Suppose that 10,000 tickets are sold in one lottery and 5000 tickets are sold in another lottery. If a person owns 100 tickets in each lottery, what is the probability that she will win at least one first prize?

Short answer

The probability that she will win at least one first prize is 0.0298.

Step-by-step solution

Given information

10,000 tickets are sold in one lottery, and 5000 tickets are sold in another lottery.

A person owns 100 tickets in each lottery.

Defining events

Let:

\({W_1} = \)The event that she will win first prize in the first lottery

\({W_2} = \) The event that she will win first prize in the second lottery

Computing the required probability

The Additional rule of probability provides the probability of occurrence of either of the events A or B. Mathematically; it is given by:

\({\bf{P}}\left( {{\bf{A}} \cup {\bf{B}}} \right){\bf{ = P}}\left( {\bf{A}} \right){\bf{ + P}}\left( {\bf{B}} \right) - {\bf{P}}\left( {{\bf{A}} \cap {\bf{B}}} \right)\)
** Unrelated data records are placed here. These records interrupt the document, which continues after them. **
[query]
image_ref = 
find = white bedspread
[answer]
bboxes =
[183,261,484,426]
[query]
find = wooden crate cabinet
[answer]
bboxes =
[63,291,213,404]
Since the events of winning first prize in first and second lotteries are independent; therefore,

\(P\left( {{W_1} \cap {W_2}} \right) = P\left( {{W_1}} \right) \times P\left( {{W_2}} \right)\)

So, using the Additional Rule of Probability, obtaining the probability that she will win at least one first prize as:

\(P\left( {{\rm{at least one first prize}}} \right) = P\left( {{W_1} \cup {W_2}} \right)\)

That is,

\(\begin{aligned}{}P\left( {{W_1} \cup {W_2}} \right) &= P\left( {{W_1}} \right) + P\left( {{W_2}} \right) - P\left( {{W_1} \cap {W_2}} \right)\\ &= \frac{{100}}{{10000}} + \frac{{100}}{{5000}} - P\left( {{W_1}} \right) \times P\left( {{W_2}} \right)\\ &= 0.01 + 0.02 - 0.01 \times 0.02\\ &= 0.0298\end{aligned}\)

Therefore, the required probability is 0.0298.